How the IRS currently treats crypto
Under current IRS guidance, cryptocurrency is classified as property, not currency. This framework, first formalized in 2014 and expanded over the past decade, means that nearly every crypto transaction can trigger a taxable event.
Key features of the existing system include:
- Capital gains or losses apply when crypto is sold, traded, or used for payments
- Crypto-to-crypto swaps are taxable disposals
- Mining and staking rewards are treated as ordinary income at receipt
- Cost basis and holding periods must be tracked for each individual transaction
Recent rules have also increased reporting obligations for exchanges and brokers, requiring detailed disclosures to both users and the IRS.
What the industry wants to change
Crypto advocacy groups argue that treating digital assets strictly as property creates compliance burdens that are out of step with how blockchains are actually used.
Their proposals focus on modernizing tax treatment rather than eliminating taxes altogether. Among the ideas being floated:
- Deferring taxation on routine blockchain activity until assets are converted to fiat
- Creating clearer exemptions for protocol-level operations such as staking and validation
- Simplifying cost-basis tracking for high-frequency and onchain transactions
- Aligning tax treatment more closely with how digital assets function as payment rails and infrastructure
Supporters say the goal is clarity and consistency, particularly as onchain activity expands beyond speculation into payments, decentralized finance, and enterprise use.

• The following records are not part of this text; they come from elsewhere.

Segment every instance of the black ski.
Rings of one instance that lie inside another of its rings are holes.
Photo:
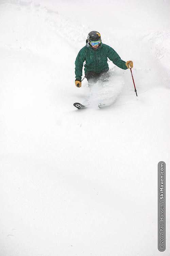
[[[73,105],[75,107],[75,108],[76,108],[77,109],[84,109],[84,108],[86,107],[85,106],[84,106],[84,105],[82,105],[82,104],[81,104],[81,103],[79,103],[78,102],[75,102],[75,103],[74,103]]]

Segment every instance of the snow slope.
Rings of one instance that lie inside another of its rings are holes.
[[[100,2],[96,10],[88,1],[0,1],[0,255],[161,253],[157,165],[169,165],[170,4],[136,2]],[[93,15],[95,27],[87,22]],[[113,30],[104,21],[112,18]],[[119,96],[79,111],[73,103],[88,88],[85,80],[75,86],[74,62],[94,29],[134,61],[138,97],[129,70],[109,62]],[[167,194],[165,256],[168,186]]]

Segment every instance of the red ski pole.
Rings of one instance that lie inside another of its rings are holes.
[[[136,94],[136,96],[137,97],[138,96],[137,95],[137,91],[136,90],[136,89],[135,85],[135,82],[134,82],[134,79],[133,79],[133,76],[132,74],[132,69],[131,68],[130,68],[130,69],[131,70],[131,74],[132,75],[132,80],[133,80],[133,84],[134,85],[134,88],[135,88],[135,92]]]

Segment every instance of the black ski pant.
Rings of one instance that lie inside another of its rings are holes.
[[[102,81],[108,80],[109,77],[109,71],[104,70],[100,73],[89,71],[85,75],[89,85],[96,83],[99,80]]]

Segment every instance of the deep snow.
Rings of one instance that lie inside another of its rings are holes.
[[[1,255],[161,253],[157,165],[169,166],[170,4],[140,3],[0,2]],[[110,62],[119,97],[80,111],[73,103],[88,88],[85,80],[75,86],[74,63],[95,29],[133,61],[138,97],[130,71]],[[168,186],[167,194],[165,256]]]

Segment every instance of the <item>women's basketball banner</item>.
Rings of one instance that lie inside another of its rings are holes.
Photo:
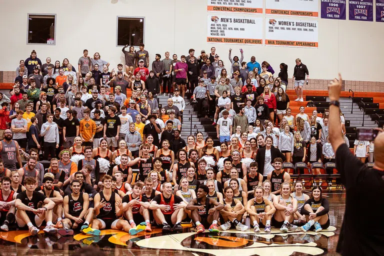
[[[318,16],[318,0],[266,0],[266,14]]]
[[[322,0],[322,18],[346,20],[346,0]]]
[[[210,12],[262,14],[262,0],[208,0]]]
[[[384,22],[384,0],[376,0],[376,22]]]
[[[374,21],[374,0],[350,0],[350,20]]]
[[[262,44],[262,18],[218,14],[208,15],[208,43]]]
[[[318,47],[318,20],[266,18],[266,45]]]

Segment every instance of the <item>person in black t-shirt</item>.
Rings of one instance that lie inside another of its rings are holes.
[[[55,204],[42,194],[34,191],[36,180],[33,177],[27,177],[24,180],[26,190],[19,194],[16,198],[15,206],[16,222],[20,228],[28,226],[30,234],[36,236],[40,231],[36,226],[40,227],[43,220],[46,222],[44,232],[54,234],[58,231],[52,223],[52,209]],[[42,202],[42,207],[38,208],[39,202]]]

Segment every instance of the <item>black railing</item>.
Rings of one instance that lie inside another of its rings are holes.
[[[352,92],[352,108],[350,110],[350,114],[354,114],[354,92],[350,89],[348,92]],[[350,96],[349,98],[350,98]]]

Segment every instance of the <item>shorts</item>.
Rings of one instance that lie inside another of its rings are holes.
[[[114,218],[97,218],[100,222],[102,222],[102,230],[110,230],[111,228],[116,229],[116,224],[120,220],[120,219]]]
[[[304,80],[295,80],[294,86],[295,88],[298,86],[302,86],[304,85]]]
[[[223,142],[228,142],[230,141],[230,136],[220,136],[220,143]]]
[[[180,84],[186,85],[186,79],[185,78],[176,78],[176,84],[178,86]]]
[[[18,146],[22,148],[26,148],[26,138],[15,138],[14,140],[18,142]]]
[[[116,137],[106,138],[106,142],[108,142],[108,146],[118,147],[118,141]]]
[[[76,137],[67,137],[66,136],[66,142],[64,142],[64,144],[63,144],[63,146],[64,146],[64,148],[69,148],[71,146],[74,146],[74,138]]]

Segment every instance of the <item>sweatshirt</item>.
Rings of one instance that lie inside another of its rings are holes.
[[[46,128],[50,126],[50,128],[47,130]],[[42,132],[40,134],[42,136],[44,136],[44,142],[56,142],[56,144],[58,144],[58,128],[56,122],[49,123],[46,122],[43,124],[42,126]]]

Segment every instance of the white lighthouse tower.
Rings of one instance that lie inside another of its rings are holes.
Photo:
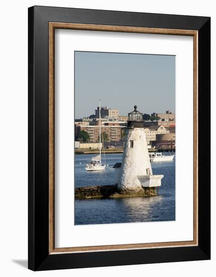
[[[116,169],[116,180],[119,193],[142,193],[144,188],[160,186],[164,175],[152,174],[142,113],[134,106],[128,117],[124,154],[122,164]]]

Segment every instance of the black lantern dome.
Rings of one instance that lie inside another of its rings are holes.
[[[142,113],[138,112],[137,110],[137,107],[134,106],[134,110],[128,114],[128,127],[143,127],[143,119]]]

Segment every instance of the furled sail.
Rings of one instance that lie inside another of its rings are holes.
[[[94,158],[92,158],[91,159],[92,161],[99,161],[101,160],[101,157],[100,155],[98,155],[96,157],[94,157]]]

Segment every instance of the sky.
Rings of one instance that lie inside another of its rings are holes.
[[[101,106],[151,114],[175,112],[175,56],[75,51],[75,118]]]

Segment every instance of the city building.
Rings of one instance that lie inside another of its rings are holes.
[[[175,127],[176,126],[176,121],[175,120],[158,120],[158,121],[151,121],[147,120],[143,122],[144,126],[145,127],[148,127],[149,126],[152,126],[152,125],[162,125],[164,127]]]
[[[176,114],[172,113],[169,110],[166,111],[166,113],[156,113],[155,115],[159,117],[160,119],[167,119],[167,120],[174,120],[176,117]]]
[[[156,141],[151,142],[152,147],[159,150],[175,151],[176,149],[176,134],[174,133],[158,134]]]
[[[110,109],[107,107],[100,107],[100,117],[101,118],[106,118],[106,119],[119,119],[119,110],[117,109]],[[95,110],[95,117],[99,118],[99,107],[97,107]]]
[[[100,148],[103,147],[102,143],[100,143]],[[84,143],[80,144],[79,148],[81,149],[99,149],[100,144],[99,143]]]
[[[169,133],[170,131],[167,130],[164,126],[152,125],[145,128],[145,133],[147,143],[149,144],[150,142],[156,141],[157,134]]]
[[[128,120],[128,116],[126,115],[119,115],[119,120],[123,121],[127,121]]]
[[[89,135],[89,143],[97,143],[99,136],[99,126],[77,125],[76,138],[77,139],[81,131],[85,131]],[[101,133],[105,132],[108,136],[109,141],[118,142],[121,140],[121,126],[102,125],[100,127]],[[101,140],[102,142],[102,137]]]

Why this debate is gaining momentum now
The timing is notable. IRS enforcement around crypto has intensified, while Congress continues to debate broader digital asset legislation. At the same time, the US crypto industry is attempting to position itself as compliant, transparent, and globally competitive.
Industry groups argue that without updated tax rules, the US risks pushing innovation offshore or discouraging participation in blockchain networks altogether.
The IRS, however, has maintained that existing tax principles already provide sufficient coverage, even as new technologies emerge.
What would actually change — and what wouldn’t
Even if some of the industry’s proposals gained traction, taxes on crypto would not disappear. Capital gains, income reporting, and enforcement would remain central pillars.
The real shift would be when and how taxes are triggered, rather than whether they apply. Any changes would also require legislative action or formal regulatory updates, not just policy recommendations.
For now, the IRS framework remains fully in force.
Final Summary
- The crypto industry’s proposals highlight growing tension between legacy tax frameworks and blockchain-based financial activity.
- Whether US tax rules evolve will depend on regulatory appetite, not just industry pressure, as enforcement continues to expand.